Proteon
(NASDAQ: PRTO) is a biopharmaceutical company developing a therapy for patients
with hemodialysis. Proteon has leading drug candidate in pipeline, VONAPANITASE
(PRT-201). It is a therapeutic drug that inhibits the obstruction of the
surgical AVF.
ACCESS POINTS FOR HEMODIALYSIS
Long term
hemodialysis requires permanent access point to bloodstream.
Vascular access
points: Arteriovascular fistula (AVF) and Arteriovascular graft (AVG)
Proteon R&D Presentation |
WHAT IS AVF?
Arteriovenous
Fistulas, a surgical procedure, are connections between blood vein to artery to
increase the blood flow. This procedure allows an easy access to filter blood
during hemodialysis. However, this surgical attachment causes injury to the vessel
and causing narrowing of the vessel (patency loss) which reduces the flow of
blood and also creates new vessels and also prevent hemodialysis. Typically,
patency loss can occur in half of the patients within one year of surgical AVF.

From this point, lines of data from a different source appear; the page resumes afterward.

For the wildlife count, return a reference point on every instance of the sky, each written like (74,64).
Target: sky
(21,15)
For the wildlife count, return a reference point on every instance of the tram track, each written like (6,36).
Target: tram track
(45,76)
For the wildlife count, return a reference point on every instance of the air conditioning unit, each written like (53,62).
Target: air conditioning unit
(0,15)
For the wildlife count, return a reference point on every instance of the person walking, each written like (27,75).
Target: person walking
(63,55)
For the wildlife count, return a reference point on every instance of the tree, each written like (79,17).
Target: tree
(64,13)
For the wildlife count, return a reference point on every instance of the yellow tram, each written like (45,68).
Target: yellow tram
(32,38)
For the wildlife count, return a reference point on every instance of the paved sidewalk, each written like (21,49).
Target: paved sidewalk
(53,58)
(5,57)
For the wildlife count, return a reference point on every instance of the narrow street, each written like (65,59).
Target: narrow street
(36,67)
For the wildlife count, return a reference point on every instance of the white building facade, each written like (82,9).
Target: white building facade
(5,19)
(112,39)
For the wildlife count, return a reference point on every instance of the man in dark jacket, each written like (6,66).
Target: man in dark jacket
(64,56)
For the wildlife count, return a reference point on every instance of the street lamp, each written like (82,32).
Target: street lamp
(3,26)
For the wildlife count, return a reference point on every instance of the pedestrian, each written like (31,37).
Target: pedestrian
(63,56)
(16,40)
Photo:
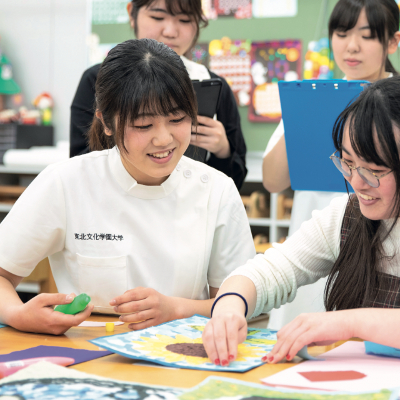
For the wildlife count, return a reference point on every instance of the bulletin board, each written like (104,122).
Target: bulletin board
(301,26)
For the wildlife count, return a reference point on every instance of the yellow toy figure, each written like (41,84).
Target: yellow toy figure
(44,102)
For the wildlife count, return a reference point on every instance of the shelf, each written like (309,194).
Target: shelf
(20,170)
(260,221)
(4,207)
(254,166)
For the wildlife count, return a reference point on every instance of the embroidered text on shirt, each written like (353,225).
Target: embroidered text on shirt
(98,236)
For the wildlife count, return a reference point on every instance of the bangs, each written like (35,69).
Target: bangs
(175,7)
(161,92)
(370,130)
(346,13)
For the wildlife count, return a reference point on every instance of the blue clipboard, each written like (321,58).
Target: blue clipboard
(309,111)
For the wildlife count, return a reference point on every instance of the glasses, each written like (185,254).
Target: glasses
(366,174)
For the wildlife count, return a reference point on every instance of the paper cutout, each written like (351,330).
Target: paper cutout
(179,344)
(324,376)
(109,12)
(231,389)
(271,62)
(232,8)
(274,8)
(199,54)
(231,60)
(79,355)
(97,323)
(303,353)
(381,350)
(49,381)
(381,372)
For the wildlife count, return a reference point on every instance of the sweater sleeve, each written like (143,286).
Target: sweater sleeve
(305,257)
(82,112)
(228,114)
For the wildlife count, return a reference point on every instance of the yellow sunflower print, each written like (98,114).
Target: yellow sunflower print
(156,347)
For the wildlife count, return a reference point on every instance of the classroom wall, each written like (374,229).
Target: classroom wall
(46,42)
(310,23)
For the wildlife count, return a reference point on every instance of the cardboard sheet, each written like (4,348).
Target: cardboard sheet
(346,368)
(79,355)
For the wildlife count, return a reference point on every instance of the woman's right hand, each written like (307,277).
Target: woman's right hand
(37,315)
(221,336)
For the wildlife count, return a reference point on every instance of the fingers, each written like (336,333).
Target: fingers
(131,295)
(208,342)
(53,299)
(222,336)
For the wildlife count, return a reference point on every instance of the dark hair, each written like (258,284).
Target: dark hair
(354,278)
(139,76)
(191,8)
(383,20)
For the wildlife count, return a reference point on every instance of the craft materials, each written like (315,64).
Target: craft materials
(271,62)
(10,367)
(381,350)
(109,326)
(79,355)
(78,304)
(224,388)
(346,368)
(32,383)
(179,344)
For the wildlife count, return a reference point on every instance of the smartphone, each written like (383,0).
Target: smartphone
(208,93)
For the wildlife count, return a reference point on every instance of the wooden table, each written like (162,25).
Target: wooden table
(122,368)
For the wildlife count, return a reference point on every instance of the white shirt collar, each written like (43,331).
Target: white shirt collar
(130,185)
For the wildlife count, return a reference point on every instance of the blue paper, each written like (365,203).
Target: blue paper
(159,344)
(303,353)
(309,110)
(376,349)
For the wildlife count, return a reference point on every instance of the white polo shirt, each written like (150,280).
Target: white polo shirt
(104,233)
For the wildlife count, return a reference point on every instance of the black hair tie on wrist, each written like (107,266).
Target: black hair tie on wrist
(231,294)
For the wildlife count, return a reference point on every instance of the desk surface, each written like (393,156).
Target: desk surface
(118,367)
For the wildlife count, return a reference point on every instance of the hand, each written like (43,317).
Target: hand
(37,315)
(223,333)
(145,307)
(211,136)
(314,329)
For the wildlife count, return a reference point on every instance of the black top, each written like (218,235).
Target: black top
(82,112)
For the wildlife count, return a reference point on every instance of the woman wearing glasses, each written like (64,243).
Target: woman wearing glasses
(362,34)
(354,241)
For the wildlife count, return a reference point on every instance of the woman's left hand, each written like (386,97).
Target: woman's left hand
(145,307)
(314,329)
(211,136)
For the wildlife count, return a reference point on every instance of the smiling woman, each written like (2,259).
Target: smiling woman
(143,230)
(354,241)
(218,142)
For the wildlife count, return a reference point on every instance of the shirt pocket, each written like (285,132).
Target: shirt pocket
(102,278)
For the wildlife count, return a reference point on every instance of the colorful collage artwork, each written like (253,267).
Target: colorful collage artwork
(271,62)
(232,389)
(179,344)
(52,382)
(231,60)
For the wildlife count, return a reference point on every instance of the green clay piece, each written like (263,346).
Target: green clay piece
(78,304)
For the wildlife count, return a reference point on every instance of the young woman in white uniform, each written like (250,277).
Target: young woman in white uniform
(355,241)
(176,23)
(140,228)
(362,33)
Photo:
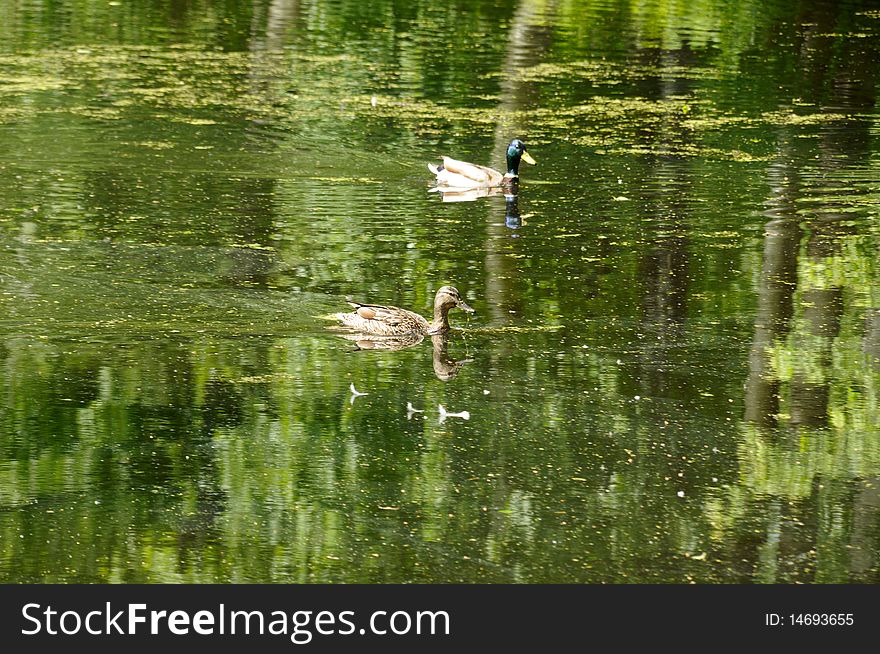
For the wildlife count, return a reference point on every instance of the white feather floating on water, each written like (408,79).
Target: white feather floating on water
(355,393)
(444,414)
(411,410)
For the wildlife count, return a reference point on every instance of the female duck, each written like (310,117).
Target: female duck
(463,175)
(392,321)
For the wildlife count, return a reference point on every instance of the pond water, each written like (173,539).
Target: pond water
(673,371)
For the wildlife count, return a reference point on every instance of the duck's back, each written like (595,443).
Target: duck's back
(383,320)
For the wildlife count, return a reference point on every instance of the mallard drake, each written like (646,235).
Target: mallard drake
(380,320)
(463,175)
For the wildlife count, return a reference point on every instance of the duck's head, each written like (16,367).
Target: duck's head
(448,297)
(516,151)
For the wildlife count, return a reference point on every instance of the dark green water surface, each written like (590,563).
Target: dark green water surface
(673,371)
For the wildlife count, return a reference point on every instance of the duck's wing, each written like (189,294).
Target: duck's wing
(461,174)
(376,318)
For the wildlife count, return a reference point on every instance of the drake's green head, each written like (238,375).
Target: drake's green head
(516,151)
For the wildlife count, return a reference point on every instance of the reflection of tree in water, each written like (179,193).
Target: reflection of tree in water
(793,387)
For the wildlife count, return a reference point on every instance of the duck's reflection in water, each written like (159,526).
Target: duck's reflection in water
(445,367)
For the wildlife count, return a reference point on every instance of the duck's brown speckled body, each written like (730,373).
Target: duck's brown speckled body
(381,320)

It is important to reduce/reverse AVF loss. Patency loss requires angioplasty
and missing hemodialysis appointments.
WHAT IS PAD? (Secondary Indication)
Peripheral
Artery Disease is a disease in which plaque builds up in the arteries causing
occlusion and harder for blood to flow smoothly. Plaque can be a combination of
cholesterol, fat, fibrous tissue, and other substances. Eventually, the plaque
gets harder that narrows the vessels and decrease blood flow, decrease oxygen
and increase pressure in arteries and/or veins.
MARKET POTENTIAL
Recent data
suggests there are 20 million adults in the U.S. with some level of kidney
dysfunction (also known as Chronic Kidney Disease). This disease may eventually
lead to dialysis stage (also known as ESRD), which is stage 5 of CKD. Dialysis
is needed when kidneys do not function (GFR <15). According to statistical
data, about 600,000 adults are on dialysis. In 2012, Medicare (Part A and B) spent $44.6 million on CKD, and $28.6
million on ESRD, only. By 2050, there will be about 1.5 billion people in
worldwide with CKD, and prevalence of ESRD will increase in parallel.
CURRENT TREATMENT FOR AVF
Current
treatment for AVF are nonpharmacologic or invasive procedures such as forced
saline flush, surgical thrombectomy, and exchange of catheter over guidewire.
VONAPANITASE (PRT-201)
Proteon
Therapeutics’ Vonapanitase (PRT-201) is a recombinant human chymotrypsin-like
elastase family member 1. It is administered to the surface of artery and vein
- Elastin fibrin thought to attract proliferating cells
- Inhibits cells from migrating to inner vessels and hindering the blockage of the vessel
- Prevents artery from narrowing and obstruction of the blood flow
A
multicenter, randomized, double-blind, placebo-controlled phase 1 and 2
clinical trial was completed in 2013. The trial evaluated the use of
vonapanitase in patients undergoing arteriovenous graft (AVG). This is an
alternative surgical procedure in patients who do not qualify for AVF. The
results of the trial indicated statistically insignificant trend for AVG
survival. Later, phase 2 trial was completed evaluating safety and efficacy of
vonapanitase in single application administered immediately after radiocephalic
or brachiocephalic AVF. This trial compared vonapanitase to placebo. Results
suggest statistical significant improvement in AVF maturation at 12 weeks and
“rate of corrective procedures over more than three years of follow-up. “
DRUG SAFETY
Drug side
effects that were noted in trials were procedural pain, postprocedural edema,
peripheral edema, sepsis, and hypoesthesia. The adverse effects of vonapanitase
were consistent with CKD patients and medical events
PHASE 1 AND 2 TRIAL
“Application
of human type I pancreatic elastase (PRT-201) to the venous anastomosis of
arteriovenous grafts in patients with chronic kidney disease
- Primary focus was safety and efficacy of the investigational drug and increase blood flow rate by increasing vein diameter. This study enrolled 89 patients. As per statistical analysis of the trial, comparing high with placebo group, the result of increasing vein diameter is statistically significant with p-value of 0.06. However, not significant with low and medium groups.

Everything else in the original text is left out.